Convergence resulting in collision of buoyant oceanic crust with a continental plate leads to coupling followed by abrupt changes in global plate motions. In western North America episodes of critical coupling between the Pacific (PAC) and North America (NA) plates that are recorded by extensional domains distinguished by age and direction of tectonic transport (Eocene [~55-42 Ma], ca. 285o, Oligocene [~35-20 Ma], 240o, Miocene [17-0 Ma], ca. 280o) also are known in Eurasia. The directions record the integration of the independent motions of NA (SW), related to mantle convection, and the PAC (NW) (driven by slab pull).

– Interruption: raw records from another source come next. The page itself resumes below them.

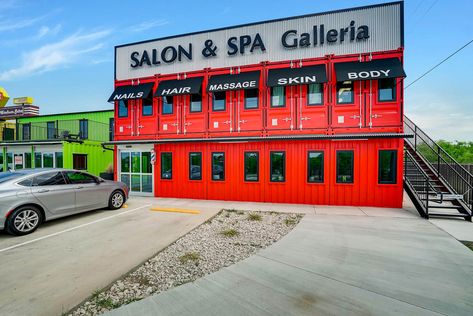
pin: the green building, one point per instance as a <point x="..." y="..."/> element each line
<point x="70" y="140"/>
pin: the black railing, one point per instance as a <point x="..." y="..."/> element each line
<point x="418" y="182"/>
<point x="454" y="175"/>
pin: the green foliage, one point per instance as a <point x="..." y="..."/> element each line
<point x="460" y="151"/>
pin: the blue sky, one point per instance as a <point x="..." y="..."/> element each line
<point x="61" y="52"/>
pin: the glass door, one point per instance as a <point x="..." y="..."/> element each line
<point x="136" y="171"/>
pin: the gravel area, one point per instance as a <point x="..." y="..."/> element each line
<point x="225" y="239"/>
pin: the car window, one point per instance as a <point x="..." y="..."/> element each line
<point x="75" y="177"/>
<point x="26" y="183"/>
<point x="50" y="178"/>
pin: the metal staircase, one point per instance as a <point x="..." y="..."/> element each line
<point x="437" y="184"/>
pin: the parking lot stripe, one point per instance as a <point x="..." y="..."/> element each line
<point x="174" y="210"/>
<point x="72" y="228"/>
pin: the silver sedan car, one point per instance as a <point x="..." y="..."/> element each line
<point x="31" y="196"/>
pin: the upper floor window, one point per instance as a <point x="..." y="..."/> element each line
<point x="167" y="104"/>
<point x="26" y="131"/>
<point x="315" y="94"/>
<point x="278" y="96"/>
<point x="147" y="107"/>
<point x="218" y="101"/>
<point x="196" y="103"/>
<point x="251" y="99"/>
<point x="51" y="130"/>
<point x="84" y="129"/>
<point x="345" y="92"/>
<point x="387" y="89"/>
<point x="123" y="108"/>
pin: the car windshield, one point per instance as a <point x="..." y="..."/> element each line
<point x="7" y="176"/>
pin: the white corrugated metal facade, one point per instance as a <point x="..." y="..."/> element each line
<point x="385" y="33"/>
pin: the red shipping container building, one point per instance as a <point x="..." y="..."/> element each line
<point x="305" y="109"/>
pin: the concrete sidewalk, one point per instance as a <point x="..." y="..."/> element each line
<point x="335" y="265"/>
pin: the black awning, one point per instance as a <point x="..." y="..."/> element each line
<point x="244" y="80"/>
<point x="375" y="69"/>
<point x="175" y="87"/>
<point x="140" y="91"/>
<point x="296" y="76"/>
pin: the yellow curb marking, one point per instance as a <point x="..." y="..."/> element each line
<point x="174" y="210"/>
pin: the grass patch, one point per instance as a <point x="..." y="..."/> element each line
<point x="254" y="217"/>
<point x="189" y="256"/>
<point x="230" y="232"/>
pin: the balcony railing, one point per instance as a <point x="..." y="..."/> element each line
<point x="61" y="130"/>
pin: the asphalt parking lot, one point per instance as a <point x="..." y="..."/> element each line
<point x="64" y="261"/>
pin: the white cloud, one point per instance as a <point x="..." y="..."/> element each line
<point x="144" y="26"/>
<point x="15" y="24"/>
<point x="46" y="30"/>
<point x="56" y="55"/>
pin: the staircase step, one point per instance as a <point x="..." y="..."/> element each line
<point x="447" y="207"/>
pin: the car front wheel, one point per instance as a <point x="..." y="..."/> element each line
<point x="23" y="221"/>
<point x="116" y="200"/>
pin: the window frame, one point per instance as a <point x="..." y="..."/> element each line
<point x="126" y="104"/>
<point x="224" y="101"/>
<point x="271" y="105"/>
<point x="53" y="129"/>
<point x="162" y="154"/>
<point x="271" y="166"/>
<point x="245" y="159"/>
<point x="28" y="126"/>
<point x="322" y="101"/>
<point x="212" y="165"/>
<point x="172" y="105"/>
<point x="86" y="134"/>
<point x="394" y="99"/>
<point x="257" y="99"/>
<point x="353" y="92"/>
<point x="308" y="166"/>
<point x="394" y="181"/>
<point x="190" y="103"/>
<point x="143" y="104"/>
<point x="80" y="155"/>
<point x="352" y="166"/>
<point x="190" y="165"/>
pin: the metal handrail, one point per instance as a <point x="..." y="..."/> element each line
<point x="420" y="172"/>
<point x="462" y="178"/>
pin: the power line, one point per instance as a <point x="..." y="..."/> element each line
<point x="444" y="60"/>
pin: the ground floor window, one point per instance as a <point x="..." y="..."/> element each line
<point x="166" y="165"/>
<point x="277" y="166"/>
<point x="251" y="166"/>
<point x="315" y="167"/>
<point x="195" y="166"/>
<point x="136" y="171"/>
<point x="59" y="160"/>
<point x="79" y="161"/>
<point x="345" y="166"/>
<point x="387" y="166"/>
<point x="218" y="166"/>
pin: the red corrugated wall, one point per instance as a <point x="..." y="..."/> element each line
<point x="295" y="189"/>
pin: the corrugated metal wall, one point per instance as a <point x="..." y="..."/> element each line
<point x="295" y="189"/>
<point x="385" y="30"/>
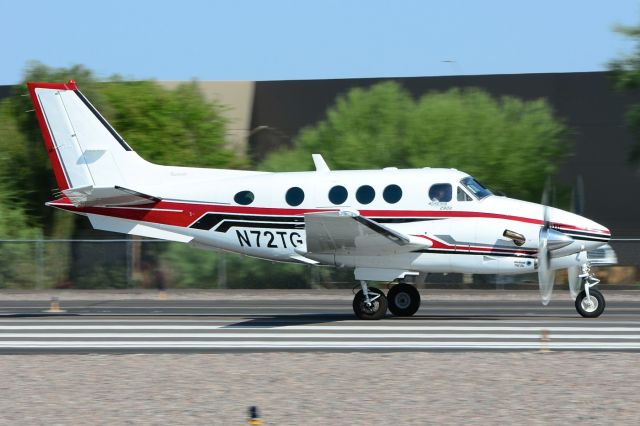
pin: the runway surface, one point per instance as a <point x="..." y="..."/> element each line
<point x="133" y="326"/>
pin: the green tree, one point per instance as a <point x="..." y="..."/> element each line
<point x="178" y="127"/>
<point x="508" y="143"/>
<point x="625" y="75"/>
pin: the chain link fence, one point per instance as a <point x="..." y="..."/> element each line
<point x="140" y="263"/>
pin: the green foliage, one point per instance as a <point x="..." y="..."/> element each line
<point x="177" y="127"/>
<point x="625" y="75"/>
<point x="509" y="144"/>
<point x="173" y="127"/>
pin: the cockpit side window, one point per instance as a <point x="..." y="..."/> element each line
<point x="475" y="187"/>
<point x="463" y="196"/>
<point x="440" y="192"/>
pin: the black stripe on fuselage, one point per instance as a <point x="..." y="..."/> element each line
<point x="582" y="234"/>
<point x="223" y="222"/>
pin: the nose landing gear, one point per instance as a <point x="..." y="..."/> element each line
<point x="589" y="302"/>
<point x="369" y="303"/>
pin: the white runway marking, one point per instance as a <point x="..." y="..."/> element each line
<point x="265" y="344"/>
<point x="46" y="336"/>
<point x="319" y="328"/>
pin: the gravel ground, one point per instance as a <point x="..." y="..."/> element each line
<point x="322" y="388"/>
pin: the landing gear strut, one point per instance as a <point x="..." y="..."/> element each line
<point x="369" y="303"/>
<point x="590" y="302"/>
<point x="404" y="300"/>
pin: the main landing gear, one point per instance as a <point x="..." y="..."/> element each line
<point x="402" y="300"/>
<point x="589" y="302"/>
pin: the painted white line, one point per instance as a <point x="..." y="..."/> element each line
<point x="322" y="335"/>
<point x="318" y="328"/>
<point x="262" y="344"/>
<point x="542" y="323"/>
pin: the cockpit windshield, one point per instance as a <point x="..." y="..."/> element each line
<point x="475" y="187"/>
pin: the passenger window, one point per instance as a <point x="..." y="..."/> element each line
<point x="365" y="194"/>
<point x="338" y="194"/>
<point x="294" y="196"/>
<point x="244" y="198"/>
<point x="463" y="196"/>
<point x="440" y="192"/>
<point x="392" y="194"/>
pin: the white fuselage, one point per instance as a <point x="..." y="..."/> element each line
<point x="465" y="233"/>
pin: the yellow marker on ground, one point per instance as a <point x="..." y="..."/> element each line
<point x="54" y="306"/>
<point x="254" y="418"/>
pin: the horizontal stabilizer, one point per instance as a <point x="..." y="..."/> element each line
<point x="352" y="234"/>
<point x="131" y="227"/>
<point x="89" y="196"/>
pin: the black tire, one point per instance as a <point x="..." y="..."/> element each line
<point x="403" y="300"/>
<point x="378" y="308"/>
<point x="582" y="307"/>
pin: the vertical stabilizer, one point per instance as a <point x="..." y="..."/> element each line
<point x="83" y="147"/>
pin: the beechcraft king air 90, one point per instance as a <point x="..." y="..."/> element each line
<point x="388" y="225"/>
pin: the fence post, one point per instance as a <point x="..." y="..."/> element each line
<point x="222" y="271"/>
<point x="39" y="263"/>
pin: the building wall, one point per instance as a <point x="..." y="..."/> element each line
<point x="270" y="114"/>
<point x="585" y="101"/>
<point x="237" y="99"/>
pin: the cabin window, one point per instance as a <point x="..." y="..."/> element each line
<point x="244" y="198"/>
<point x="463" y="196"/>
<point x="365" y="194"/>
<point x="294" y="196"/>
<point x="338" y="194"/>
<point x="440" y="192"/>
<point x="392" y="194"/>
<point x="475" y="187"/>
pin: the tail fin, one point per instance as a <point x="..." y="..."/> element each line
<point x="84" y="149"/>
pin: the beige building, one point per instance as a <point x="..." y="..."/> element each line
<point x="237" y="99"/>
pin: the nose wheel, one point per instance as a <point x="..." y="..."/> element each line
<point x="369" y="303"/>
<point x="589" y="302"/>
<point x="404" y="300"/>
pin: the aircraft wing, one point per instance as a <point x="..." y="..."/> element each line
<point x="88" y="196"/>
<point x="349" y="233"/>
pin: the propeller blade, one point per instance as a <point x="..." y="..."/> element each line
<point x="578" y="197"/>
<point x="574" y="281"/>
<point x="546" y="276"/>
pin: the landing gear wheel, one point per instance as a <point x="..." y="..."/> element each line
<point x="376" y="309"/>
<point x="593" y="309"/>
<point x="404" y="300"/>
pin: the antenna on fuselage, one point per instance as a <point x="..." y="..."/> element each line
<point x="321" y="165"/>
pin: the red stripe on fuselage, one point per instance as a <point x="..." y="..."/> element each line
<point x="187" y="213"/>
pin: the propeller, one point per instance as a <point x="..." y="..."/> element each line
<point x="574" y="280"/>
<point x="546" y="276"/>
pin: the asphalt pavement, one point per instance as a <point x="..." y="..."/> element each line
<point x="308" y="321"/>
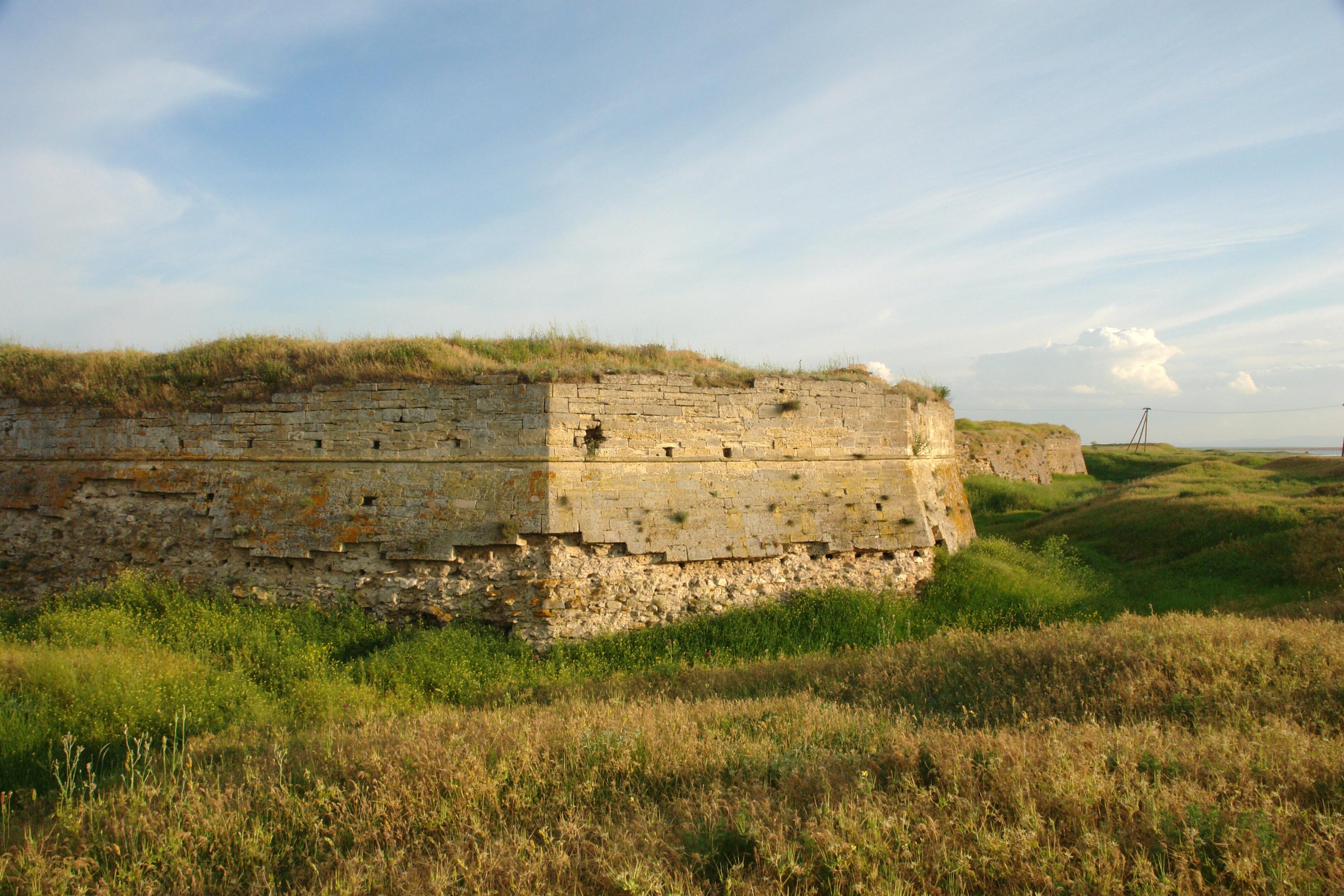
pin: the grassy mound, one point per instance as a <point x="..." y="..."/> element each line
<point x="994" y="496"/>
<point x="1195" y="531"/>
<point x="1000" y="432"/>
<point x="1180" y="754"/>
<point x="203" y="375"/>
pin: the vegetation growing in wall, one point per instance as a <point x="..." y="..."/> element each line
<point x="205" y="375"/>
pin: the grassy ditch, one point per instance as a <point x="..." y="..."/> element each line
<point x="1182" y="530"/>
<point x="1015" y="730"/>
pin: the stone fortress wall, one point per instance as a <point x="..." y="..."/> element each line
<point x="554" y="509"/>
<point x="1025" y="454"/>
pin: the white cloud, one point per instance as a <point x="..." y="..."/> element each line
<point x="1242" y="383"/>
<point x="1104" y="361"/>
<point x="140" y="90"/>
<point x="878" y="369"/>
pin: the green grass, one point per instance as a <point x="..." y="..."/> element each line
<point x="124" y="657"/>
<point x="1014" y="730"/>
<point x="995" y="500"/>
<point x="1185" y="530"/>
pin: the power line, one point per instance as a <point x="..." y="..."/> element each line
<point x="1158" y="410"/>
<point x="1281" y="410"/>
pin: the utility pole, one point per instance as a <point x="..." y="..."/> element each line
<point x="1139" y="441"/>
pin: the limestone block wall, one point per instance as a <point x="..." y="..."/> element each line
<point x="557" y="509"/>
<point x="1065" y="453"/>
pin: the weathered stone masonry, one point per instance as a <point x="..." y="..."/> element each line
<point x="557" y="509"/>
<point x="1029" y="458"/>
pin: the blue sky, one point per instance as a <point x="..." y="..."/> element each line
<point x="1070" y="207"/>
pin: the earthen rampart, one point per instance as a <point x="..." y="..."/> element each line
<point x="558" y="509"/>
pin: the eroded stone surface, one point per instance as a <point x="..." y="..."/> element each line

As PAC moves westward dragging NA, the formerly subducting Farallon slab, and Eurasia (EA) with it, brittle extension takes place and core-complexes form within the PAC-NA coupled region as well as shearing and detachment along the Tethys suture. Mantle displaced at the front of NA forms a swell that progresses eastward causing cratonal uplift and exhumation of cover strata. Break-up unconformities (ca. 55, 35, and 17 Ma) and basins record crustal thinning. Intracontinental unconformities record the passage of the mantle swell. During each coupling event as NA and EA move westward strong extensional strain is imposed upon rocks along the southern margin of Eurasia where it detaches from Africa and India. Where mantle flows toward the wake of the moving plates fluid pincers may push Africa and Eurasia closer inducing subduction and adding to constrictional strain. Decoupling may take place after ca. 10 Ma of cooling followed by resumption of subduction. Lulls in subduction-related magmatism, trench “roll-back”, post-orogenic “collapse” recorded by Cordilleran and Pacific “back-arc” basins, which are commonly linked by continental transform faults, global unconformities, and orogenic uplifts are co-genetic and evolve progressively following coupling.